図4、構造体データの値を総合的に見るための機能。リンク相手の主要な項目値も一緒に表示する

図4

 リンクを張る際に、リンク相手の重要項目が表示されれば、まちがったデータへリンクすることも防げる。リンク相手をまちがえるというミスは発見しにくいだけに、リンクの作成時や変更時には、正しい相手かどうかを確認できる仕組みが必要だ。代表的な項目の内容をまとめて表示できれば、最低限の確認機能として役立つ。

全データをチェックして
結果を定期的に報告してくれれば万全

 以上のような機能を備えても、まだ十分とはいえない。せっかく警告を出しても、調べる時間がないなどの理由で、そのまま入力してしまう可能性があるからだ。また、ユーザーが追加した項目定義の場合、値の有効範囲をあとで変更する可能性もある。変更前に入力した値に対しては、入力時に値をチェックする機能は無力だ。そこで、すでに入力ずみのデータを一括してチェックする仕組みも、別に用意する。ユーザーが入力した全部のデータに対して、前述のチェック内容をすべて調べる機能だ。全部のデータを対象に調べるので、データ量が多い場合には処理時間が長くなる。マシンの空き時間を利用して、バックグラウンドで実行させるのが、現実的だろう。それも、毎月1回行うなど、決められた周期で自動的に実行を開始し、調べ終わったら結果を報告する方法がよい。
 結果報告の表示では、該当データを簡単に呼び出して修正する機能もつける。なお、チェックしたあとに修正された可能性もあるので、結果報告を表示する前に、該当データを再びチェックして表示する。この結果報告は、次の一括チェックまで残る。修正したデータは一覧から削除するので、すべて修正し終わった場合だけ、消えることになる。

ファイル中心のシステムには限界あり
情報中心システムではデータの質重視

 ここまで説明したチェック機能は、既存OSやオブジェクト指向OSには不可能なものばかりだ。ファイル中心の仕組みである限り、データの細かなチェックは難しい。この類の欠点は、コンピュータ中心システムならではのものだ。
 逆に情報中心システムでは、意味づけされた項目ごとに入力するため、値や関係の細かなチェックが可能となる。チェック内容を、知識ベースの項目定義に入れるため、すっきりとした構造で実現できる。基本構造の良さが、エラーチェックにも生きてきて、質の高いチェック機能を実現してくれる。これは、情報中心システムらしい機能の1つであり、「情報中心」の言葉にふさわしい機能といえる。
 情報中心システム以降のコンピュータでは、データの質を重視するのが当たり前になる。その第一歩が、間違ったデータを発見する機能だ。ただし、機能をたんに組み込めばよいというものではない。ユーザーに余分な操作を強いることなく、自動的に各種のチェックが実行されることが重要だ。ユーザーに手間をかける方法だと、いずれチェックしなくなり、データの信頼性を高く保てない。
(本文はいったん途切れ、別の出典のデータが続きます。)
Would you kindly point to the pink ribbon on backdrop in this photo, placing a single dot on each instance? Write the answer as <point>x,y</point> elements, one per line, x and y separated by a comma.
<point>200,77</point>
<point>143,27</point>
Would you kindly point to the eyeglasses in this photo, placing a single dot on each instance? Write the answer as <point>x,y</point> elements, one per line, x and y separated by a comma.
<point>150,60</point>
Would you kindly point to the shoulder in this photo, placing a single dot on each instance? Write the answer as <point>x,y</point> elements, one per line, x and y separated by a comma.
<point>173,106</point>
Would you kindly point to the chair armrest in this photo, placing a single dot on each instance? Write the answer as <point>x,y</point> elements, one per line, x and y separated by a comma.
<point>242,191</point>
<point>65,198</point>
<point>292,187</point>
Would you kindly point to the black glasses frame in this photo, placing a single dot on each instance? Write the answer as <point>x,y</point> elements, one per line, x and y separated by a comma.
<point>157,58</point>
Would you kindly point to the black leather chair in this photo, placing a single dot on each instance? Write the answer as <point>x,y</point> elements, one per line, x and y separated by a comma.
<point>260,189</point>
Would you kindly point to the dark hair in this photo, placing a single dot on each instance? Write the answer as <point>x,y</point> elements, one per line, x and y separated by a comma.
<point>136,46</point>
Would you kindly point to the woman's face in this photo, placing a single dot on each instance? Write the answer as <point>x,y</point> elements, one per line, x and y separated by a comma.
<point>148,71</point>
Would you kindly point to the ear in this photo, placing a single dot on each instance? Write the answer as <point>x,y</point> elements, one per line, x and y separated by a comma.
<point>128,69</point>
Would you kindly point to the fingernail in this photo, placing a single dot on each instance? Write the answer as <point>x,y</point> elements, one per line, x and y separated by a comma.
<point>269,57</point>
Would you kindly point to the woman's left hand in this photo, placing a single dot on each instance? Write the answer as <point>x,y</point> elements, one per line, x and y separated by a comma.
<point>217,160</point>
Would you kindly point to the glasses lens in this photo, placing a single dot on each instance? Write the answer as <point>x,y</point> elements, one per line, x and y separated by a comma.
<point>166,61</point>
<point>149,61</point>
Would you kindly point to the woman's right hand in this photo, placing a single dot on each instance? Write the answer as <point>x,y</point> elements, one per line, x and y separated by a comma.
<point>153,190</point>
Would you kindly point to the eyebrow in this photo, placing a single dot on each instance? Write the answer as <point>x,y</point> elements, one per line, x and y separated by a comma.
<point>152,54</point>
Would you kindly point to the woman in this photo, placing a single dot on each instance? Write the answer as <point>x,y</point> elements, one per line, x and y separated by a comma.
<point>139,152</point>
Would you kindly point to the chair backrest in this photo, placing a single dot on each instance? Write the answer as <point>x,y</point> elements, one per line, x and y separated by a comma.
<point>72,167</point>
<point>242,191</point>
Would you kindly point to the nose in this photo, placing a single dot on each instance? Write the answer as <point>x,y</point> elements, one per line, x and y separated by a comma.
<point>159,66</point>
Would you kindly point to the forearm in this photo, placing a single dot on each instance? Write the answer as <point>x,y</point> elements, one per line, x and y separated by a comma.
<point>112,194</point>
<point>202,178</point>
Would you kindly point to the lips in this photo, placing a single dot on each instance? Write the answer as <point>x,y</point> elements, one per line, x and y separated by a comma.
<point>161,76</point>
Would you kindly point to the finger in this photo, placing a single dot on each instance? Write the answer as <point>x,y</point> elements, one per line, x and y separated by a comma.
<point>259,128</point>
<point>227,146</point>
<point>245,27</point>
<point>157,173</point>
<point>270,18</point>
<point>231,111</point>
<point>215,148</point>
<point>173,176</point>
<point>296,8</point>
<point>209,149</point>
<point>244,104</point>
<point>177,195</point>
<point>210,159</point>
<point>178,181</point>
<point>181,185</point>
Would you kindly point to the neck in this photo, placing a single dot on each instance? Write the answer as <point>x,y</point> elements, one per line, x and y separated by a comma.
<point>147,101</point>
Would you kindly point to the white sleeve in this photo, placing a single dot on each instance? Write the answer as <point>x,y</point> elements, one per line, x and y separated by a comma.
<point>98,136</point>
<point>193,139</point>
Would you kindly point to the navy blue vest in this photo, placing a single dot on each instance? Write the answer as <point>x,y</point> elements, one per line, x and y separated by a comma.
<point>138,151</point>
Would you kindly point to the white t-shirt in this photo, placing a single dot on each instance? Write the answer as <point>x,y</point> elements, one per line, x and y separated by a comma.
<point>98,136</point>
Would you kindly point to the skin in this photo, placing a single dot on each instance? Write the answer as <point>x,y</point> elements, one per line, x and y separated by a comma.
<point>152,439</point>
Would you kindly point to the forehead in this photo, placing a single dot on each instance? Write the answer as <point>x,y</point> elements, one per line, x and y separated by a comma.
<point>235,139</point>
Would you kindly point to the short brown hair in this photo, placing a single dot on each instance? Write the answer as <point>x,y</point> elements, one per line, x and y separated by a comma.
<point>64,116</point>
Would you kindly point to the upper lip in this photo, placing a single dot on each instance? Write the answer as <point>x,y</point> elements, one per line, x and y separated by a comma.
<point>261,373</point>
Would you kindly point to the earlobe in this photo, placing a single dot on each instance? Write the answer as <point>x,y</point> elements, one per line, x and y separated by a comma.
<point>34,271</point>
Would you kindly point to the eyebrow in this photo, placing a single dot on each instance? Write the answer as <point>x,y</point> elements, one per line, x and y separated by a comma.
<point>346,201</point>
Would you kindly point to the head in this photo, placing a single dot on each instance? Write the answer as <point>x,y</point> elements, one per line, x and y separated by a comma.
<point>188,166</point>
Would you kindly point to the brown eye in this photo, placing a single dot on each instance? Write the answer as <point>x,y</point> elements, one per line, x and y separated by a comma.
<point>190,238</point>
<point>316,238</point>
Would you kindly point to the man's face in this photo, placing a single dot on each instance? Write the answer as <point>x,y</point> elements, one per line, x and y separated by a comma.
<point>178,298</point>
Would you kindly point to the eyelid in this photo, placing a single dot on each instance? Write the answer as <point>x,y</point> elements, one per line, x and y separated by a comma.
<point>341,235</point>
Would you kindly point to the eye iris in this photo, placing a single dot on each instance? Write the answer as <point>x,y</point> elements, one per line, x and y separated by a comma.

チェック内容が増えても、自動的な実行だけは確保する必要がある。
 情報中心システムに慣れてくると、データの正確さを高く保つ意識が芽生え、使い方も変わる。データの入力や変更の際に、対象以外の項目も一緒に見るようになる。自動的に検出できるまちがいは限られているので、このような意識の変化は意外に重要だ。また、ユーザーが独自に追加する項目定義にも、いろいろなチェック内容を設定して、まちがいを発見しやすい環境をつくる。さらに正確なデータを求めて、使い方を工夫するようになるだろう。
 データの正しさを高く保つための機能は、システムのレベルが上がれば当然要求されるものだ。情報中心システムにならなければ、その第一歩すら実現できないのである。

「ファイル中心の仕組みでは、エラー訂正に限界がある。